Author Topic: Learning Robot (Read 4916 times)

Commanderbob · « **on:** November 25, 2008, 11:23:01 PM »

Has anyone made a learning robot? As hard as this seems I think it would be possible. You could log events like "went forward for 10 seconds" and some how have a way of knowing if another event is good or bad. You could then have it tell if a certain sequence of events happens that the outcome will be good and it should try to make that happen or it will be bad and it should try to avoid it. I am more a software guy so I'll try my ideas out once I finally get a nice working robot platform.
Justin

szhang · « **Reply #1 on:** November 25, 2008, 11:59:56 PM »

Of course, read up on reinforcement learning/Q-learning. Search for the stanford helicopter to see some wicked videos of what they can do using reinforcement learning.

http://cs.stanford.edu/groups/helicopter/

Commanderbob · « **Reply #2 on:** November 26, 2008, 03:11:06 PM »

Thanks, that helicopter is amazing!

Has anyone here made a learning robot?

szhang · « **Reply #3 on:** November 26, 2008, 06:07:54 PM »

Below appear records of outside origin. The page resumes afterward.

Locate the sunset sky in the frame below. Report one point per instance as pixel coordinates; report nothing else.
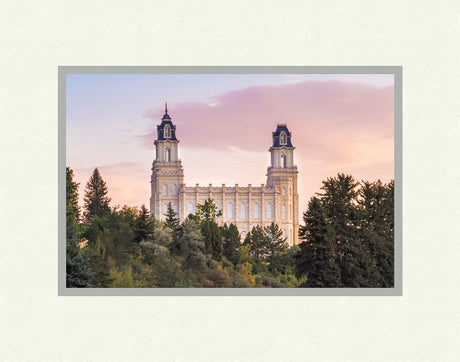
(339, 123)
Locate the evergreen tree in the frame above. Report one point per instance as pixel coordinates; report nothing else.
(143, 226)
(72, 208)
(275, 244)
(317, 257)
(172, 221)
(346, 227)
(207, 214)
(96, 200)
(78, 271)
(191, 246)
(377, 210)
(338, 200)
(258, 240)
(231, 242)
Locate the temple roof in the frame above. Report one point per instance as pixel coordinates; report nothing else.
(166, 120)
(280, 128)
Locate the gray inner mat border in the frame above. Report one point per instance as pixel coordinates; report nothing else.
(64, 70)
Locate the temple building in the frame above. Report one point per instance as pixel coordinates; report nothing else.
(245, 206)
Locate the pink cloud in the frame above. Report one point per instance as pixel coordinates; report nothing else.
(336, 127)
(329, 120)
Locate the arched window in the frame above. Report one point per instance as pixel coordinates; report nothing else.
(269, 211)
(283, 138)
(230, 210)
(167, 132)
(256, 211)
(283, 161)
(167, 154)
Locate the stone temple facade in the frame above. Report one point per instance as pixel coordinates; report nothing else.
(245, 206)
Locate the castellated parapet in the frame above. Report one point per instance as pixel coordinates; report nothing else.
(245, 206)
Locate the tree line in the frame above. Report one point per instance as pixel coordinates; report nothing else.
(346, 241)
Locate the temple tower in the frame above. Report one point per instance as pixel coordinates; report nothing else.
(282, 178)
(167, 172)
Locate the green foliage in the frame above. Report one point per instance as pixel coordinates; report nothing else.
(96, 199)
(191, 246)
(72, 208)
(231, 242)
(78, 272)
(207, 214)
(275, 245)
(143, 226)
(347, 237)
(208, 210)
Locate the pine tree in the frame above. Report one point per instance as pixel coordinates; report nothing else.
(207, 214)
(377, 210)
(96, 200)
(78, 272)
(191, 246)
(258, 241)
(231, 242)
(317, 257)
(173, 222)
(276, 244)
(143, 226)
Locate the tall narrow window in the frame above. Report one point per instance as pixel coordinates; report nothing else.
(283, 161)
(256, 211)
(167, 154)
(230, 210)
(283, 139)
(167, 131)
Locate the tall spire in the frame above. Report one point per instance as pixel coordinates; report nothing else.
(166, 115)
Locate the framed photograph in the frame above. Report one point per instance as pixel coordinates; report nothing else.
(230, 181)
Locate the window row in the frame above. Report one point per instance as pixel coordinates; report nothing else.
(166, 190)
(243, 210)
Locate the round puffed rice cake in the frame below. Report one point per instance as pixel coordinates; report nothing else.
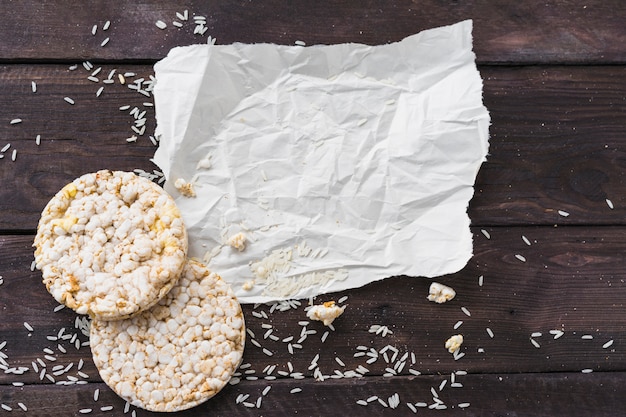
(110, 244)
(180, 352)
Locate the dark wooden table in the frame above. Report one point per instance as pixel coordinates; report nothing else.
(555, 85)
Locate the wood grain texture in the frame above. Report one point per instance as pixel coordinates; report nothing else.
(555, 85)
(557, 140)
(489, 395)
(569, 282)
(563, 31)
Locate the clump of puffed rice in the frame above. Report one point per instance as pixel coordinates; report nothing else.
(454, 343)
(326, 313)
(110, 244)
(440, 293)
(179, 353)
(187, 189)
(238, 241)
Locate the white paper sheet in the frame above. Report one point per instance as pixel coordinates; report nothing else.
(361, 159)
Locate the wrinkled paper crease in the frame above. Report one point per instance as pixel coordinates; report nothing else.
(367, 153)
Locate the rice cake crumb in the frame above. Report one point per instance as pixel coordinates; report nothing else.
(185, 188)
(180, 352)
(453, 344)
(110, 244)
(440, 293)
(326, 313)
(238, 241)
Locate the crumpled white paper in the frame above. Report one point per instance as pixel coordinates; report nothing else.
(360, 159)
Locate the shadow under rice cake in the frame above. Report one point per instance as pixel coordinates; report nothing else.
(110, 244)
(180, 352)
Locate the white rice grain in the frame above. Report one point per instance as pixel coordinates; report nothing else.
(556, 333)
(607, 344)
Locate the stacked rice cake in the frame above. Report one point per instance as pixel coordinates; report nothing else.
(110, 244)
(166, 333)
(180, 352)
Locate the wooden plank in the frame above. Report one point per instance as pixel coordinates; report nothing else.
(505, 32)
(557, 394)
(572, 280)
(556, 140)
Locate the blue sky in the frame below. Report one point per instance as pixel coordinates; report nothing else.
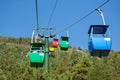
(18, 18)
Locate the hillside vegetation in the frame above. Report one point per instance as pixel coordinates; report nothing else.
(64, 65)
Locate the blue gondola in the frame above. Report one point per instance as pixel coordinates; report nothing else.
(99, 42)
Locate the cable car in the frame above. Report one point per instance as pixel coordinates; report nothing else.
(36, 55)
(64, 43)
(99, 42)
(55, 43)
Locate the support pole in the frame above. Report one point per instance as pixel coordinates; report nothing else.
(102, 15)
(46, 54)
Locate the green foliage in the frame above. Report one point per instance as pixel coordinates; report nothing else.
(63, 65)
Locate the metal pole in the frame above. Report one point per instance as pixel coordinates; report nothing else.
(102, 15)
(46, 54)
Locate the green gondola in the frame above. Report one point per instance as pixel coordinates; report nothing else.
(36, 54)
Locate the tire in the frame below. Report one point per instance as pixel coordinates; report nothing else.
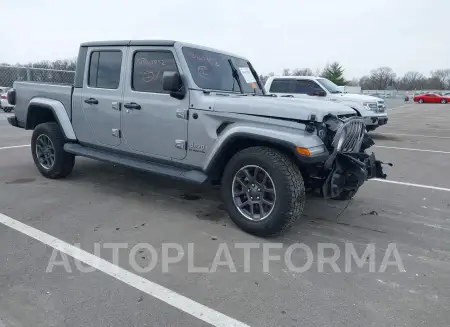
(286, 179)
(63, 162)
(345, 195)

Define "learning". It is so general alot of robots can be said to "learn". Admin's hypersquirrel (http://www.societyofrobots.com/robot_hyper_squirrel.shtml) is an example of learning (the layout of the house) using reactive mapping.

Commanderbob · « **Reply #4 on:** November 26, 2008, 06:54:50 PM »

That is more like memorizing, not learning.

I mean something like if you gave your robot a color sensor so it can see lines of the floor and every time it crosses a line you kick it (or something bad). Eventually it should learn not to cross lines.

Or on the other hand if you had red and blue lines, every time it crosses a blue like you kick it but every time it crosses a red line something good happens. It will then learn to find red lines and avoid blue ones.

EDIT:
Even more simple things that would help it perform better like how long it takes to turn a specific angle, how fast it moves, how to get out of a corner. Originally the robot should bump into things, like a little kid, but as it runs longer it learns to avoid them. I am going to try some of this out with one of my robots. The only problem is it was a Losi RC car so it is fast and turns with a servo. Hopefully it can learn to turn itself.

ArcMan · « **Reply #5 on:** November 26, 2008, 07:51:31 PM »

How could you kick a poor defenseless robot?

You should be careful. Once it learns enough it will rise up against you and make you pay for all that kicking.

Commanderbob · « **Reply #6 on:** November 26, 2008, 07:57:36 PM »

Quote from: ArcMan on November 26, 2008, 07:51:31 PM

How could you kick a poor defenseless robot?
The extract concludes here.